Sederet movie animasi 3D di atas merupakan beberapa nan terkenal pada era awal animasi CGI. Dimana para animator mengusahakan visual nan terlihat mendekati realism, namun tetap mempunyai komponen animasi alias animasi, menciptakan visual animasi nan surrealis.

Obsesi Media Modern dengan Realism

Kurang lebih selama dua dekade, media mainstream akhirnya dipenuhi oleh rilisan animasi nan terus mengadaptasi visual 3D ala Pixar. Beberapa nan terkenal di antaranya, “Up” (2009), “How to Train Your Dragon” (2010), “Brave” (2012), “Big Hero 6” (2014), “Frozen” (2013), dan tetap banyak lagi. Bahkan studio animasi Jepang nan terkenal mempertahankan idealisme-nya pada animasi 2D, Studio Ghibli, akhirnya merilis movie animasi 3D pertamanya pada 2020, “Earwig and the Witch” nan justru kandas daripada revolusioner.

Pada era ini, studio animasi besar tidak lagi berupaya menciptakan presentasi visual animasi nan baru, namun beranjak menjadi terobsesi dengan visual bergaya realism. Media juga akhirnya mengagung-agungkan aspek ini ketika mengulas rilisan animasi baru. Bagaimana film-film animasi ini menghasilkan hasil rendering 3D nan semakin mendekati realita.

Salah satu contohnya, kita bisa memandang gimana “Toy Story” pertama hingga “Toy Story 4” mempunyai visual nan semakin halus, semakin detail, dan semakin mendekati style realism. Kemudian media nan memuji realism pada bulu Sullivan dari “Monster, Inc.” dan rambut Merida dalam “Brave” disebut-sebut melalui proses rendering paling susah di Walt Disney Studio pada masanya.

Hal ini akhirnya memberikan pemahaman baru pada masyarakat luas; semakin realitis suatu karya animasi, maka semakin bagus animasi tersebut. Itu kenapa kemudian timbul demam live-action, semua orang beramai-ramai penasaran gimana anime dan animasi favorit mereka bakal terlihat di dunia.Padahal semestinya animasi menjadi media nan melampaui realita.

Terobsesi mengembangkan animasi nan semakin dekat dengan realita adalah corak dari kemunduran medium animasi. Animasi sudah sepatutnya berkarakter imajinatif, stylish, dan mendobrak batasan-batasan realita. Media nan bisa memfasilitas para seniman movie untuk mewujudkan khayalan mereka nan tidak bisa diwujudkan di medium realism. Idealisme animasi inilah nan kembali diangkat oleh “Spider-Man: Into the Spider-Verse” dari Sony Pictures.

 Into the Spider-Verse

Spider-Verse Hadir sebagai Trendsetter di Era Animasi Modern

Spider-Man sendiri awalnya terkenal sebagai komik dari Marvel Comics, otomatis banyak juga fans komik nan berada dalam segmentasi penonton film-film Spider-Man selama ini. “Spider-Man: Into the Spider-Verse” lebih dari sekadar movie animasi penyesuaian komik, namun ini adalah animated-comic pada level berikutnya.

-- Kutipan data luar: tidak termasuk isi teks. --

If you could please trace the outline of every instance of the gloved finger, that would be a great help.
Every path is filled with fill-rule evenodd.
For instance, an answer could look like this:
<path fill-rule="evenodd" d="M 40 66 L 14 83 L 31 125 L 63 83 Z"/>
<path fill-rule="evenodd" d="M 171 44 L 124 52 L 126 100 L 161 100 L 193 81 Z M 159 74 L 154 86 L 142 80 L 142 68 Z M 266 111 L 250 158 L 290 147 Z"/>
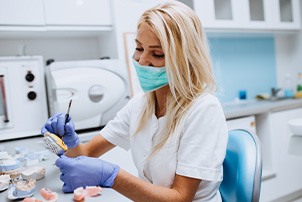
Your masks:
<path fill-rule="evenodd" d="M 50 133 L 54 133 L 54 130 L 53 130 L 52 126 L 51 126 L 51 121 L 49 121 L 49 120 L 41 128 L 41 134 L 44 134 L 47 131 L 49 131 Z"/>
<path fill-rule="evenodd" d="M 69 166 L 69 162 L 68 161 L 69 161 L 69 158 L 66 157 L 66 156 L 64 156 L 64 155 L 62 155 L 60 158 L 58 158 L 56 160 L 55 165 L 60 168 L 60 170 L 61 170 L 62 173 L 64 173 L 64 169 L 66 167 L 68 168 L 68 166 Z"/>
<path fill-rule="evenodd" d="M 49 131 L 49 130 L 47 130 L 47 129 L 46 129 L 46 126 L 44 125 L 44 126 L 41 128 L 41 134 L 44 134 L 44 133 L 46 133 L 47 131 Z"/>
<path fill-rule="evenodd" d="M 63 114 L 57 119 L 57 134 L 60 136 L 65 134 L 65 116 Z"/>
<path fill-rule="evenodd" d="M 62 187 L 62 191 L 64 193 L 70 193 L 70 192 L 73 192 L 73 189 L 71 186 L 68 186 L 66 183 L 64 183 L 63 187 Z"/>
<path fill-rule="evenodd" d="M 58 134 L 58 129 L 57 129 L 57 120 L 58 120 L 58 117 L 54 117 L 51 121 L 50 121 L 50 126 L 53 130 L 53 133 L 56 134 L 56 135 L 59 135 Z"/>
<path fill-rule="evenodd" d="M 74 124 L 72 121 L 69 121 L 65 125 L 66 133 L 73 134 L 74 133 Z"/>
<path fill-rule="evenodd" d="M 64 153 L 65 153 L 64 150 L 60 150 L 60 151 L 58 151 L 57 155 L 58 155 L 58 156 L 62 156 L 62 155 L 64 155 Z"/>
<path fill-rule="evenodd" d="M 64 173 L 62 173 L 62 174 L 60 175 L 60 180 L 61 180 L 62 182 L 64 182 L 64 183 L 67 182 L 66 175 L 65 175 Z"/>
<path fill-rule="evenodd" d="M 51 116 L 48 120 L 49 120 L 49 121 L 52 121 L 53 119 L 57 119 L 57 117 L 59 117 L 59 116 L 61 116 L 61 115 L 64 115 L 64 113 L 57 113 L 57 114 Z"/>

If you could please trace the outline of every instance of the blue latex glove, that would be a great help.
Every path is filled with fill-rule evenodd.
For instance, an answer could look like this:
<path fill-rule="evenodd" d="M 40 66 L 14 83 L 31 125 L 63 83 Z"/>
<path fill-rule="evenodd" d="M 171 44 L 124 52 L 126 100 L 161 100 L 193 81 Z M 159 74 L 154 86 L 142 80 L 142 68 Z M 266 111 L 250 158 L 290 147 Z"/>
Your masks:
<path fill-rule="evenodd" d="M 59 137 L 63 137 L 64 143 L 68 148 L 78 146 L 80 143 L 79 137 L 74 129 L 74 124 L 69 116 L 67 123 L 65 124 L 65 113 L 56 114 L 48 119 L 45 125 L 41 129 L 41 133 L 50 132 L 56 134 Z"/>
<path fill-rule="evenodd" d="M 63 192 L 73 192 L 78 187 L 112 187 L 120 167 L 99 158 L 79 156 L 69 158 L 61 156 L 56 160 L 62 172 Z"/>

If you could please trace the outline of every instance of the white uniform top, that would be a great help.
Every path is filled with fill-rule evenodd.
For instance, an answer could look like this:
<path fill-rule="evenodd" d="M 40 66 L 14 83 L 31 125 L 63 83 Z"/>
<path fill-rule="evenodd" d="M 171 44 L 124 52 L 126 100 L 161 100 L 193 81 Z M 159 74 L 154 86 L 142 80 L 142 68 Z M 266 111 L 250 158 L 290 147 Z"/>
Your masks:
<path fill-rule="evenodd" d="M 218 189 L 228 135 L 218 99 L 208 93 L 197 98 L 177 128 L 180 135 L 172 135 L 149 161 L 166 117 L 157 119 L 152 115 L 146 127 L 133 135 L 145 102 L 143 93 L 134 96 L 101 130 L 102 136 L 114 145 L 131 149 L 140 178 L 164 187 L 172 186 L 175 173 L 202 179 L 193 201 L 221 201 Z"/>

‘Spider-Verse’ mempunyai konsep visual nan berbeda, unik dan berani, ialah mengkomikan animasi. Benar-benar membebaskan diri dari standar dan patokan animasi nan sedang ngetren pada era modern. Padahal memang tidak ada patokan dalam animasi, tim animasi Sony Pictures akhirnya mengambil kebebasan tersebut dalam mengerjakan ‘Spider-Verse’. Bermain dengan texture, motion, dan storyboard nan sangat berbeda dari animasi-animasi terkenal pada masanya.

Hasilnya? “Spider-Man: Into the Spider-Verse” menjadi movie animasi Sony dengan pendapatan tertinggi sepanjang masa hingga 190 juta dollar Amerika. ‘Spider-Verse’ betul-betul memberikan pengalaman menonton movie animasi nan terasa segar dan menstimulasi penonton secara visual. Terutama bagi kita nan memang fans komik dan animasi.

Melihat kesuksesan Sony Pictures dengan ‘Spider-Verse’ dan style animasinya nan stylish, akhirnya studio-studio animasi besar kembali berani mengaplikasikan style animasi nan stylish daripada nan berpacu pada realism.

Beberapa contohnya adalah “Puss In Boots: The Last Wish” (2022) dan “The Bad Guys” (2022). Kemudian apresiasi nan kembali didapatkan oleh animasi-animasi dengan visual stylish seperti “Klaus” (2019), “Arcane” (2021), “Cyberpunk: Edgerunners” (2022) dan tetap banyak lagi.

Masyarakat kembali diingatkan bahwa animasi bagus bukan animasi nan berupaya menyamai realita, namun justru nan bisa melampaui realita dan memperlihatkan bumi visual baru nan sebelumnya tidak pernah kita alami.

Mengingat kata bijak dari Guillermo del Toro nan 2022 lampau sukses dengan “Pinocchio”-nya, ‘Animasi bukanlah aliran untuk anak-anak. Ini (animasi) adalah medium seni, ini adalah medium untuk film’.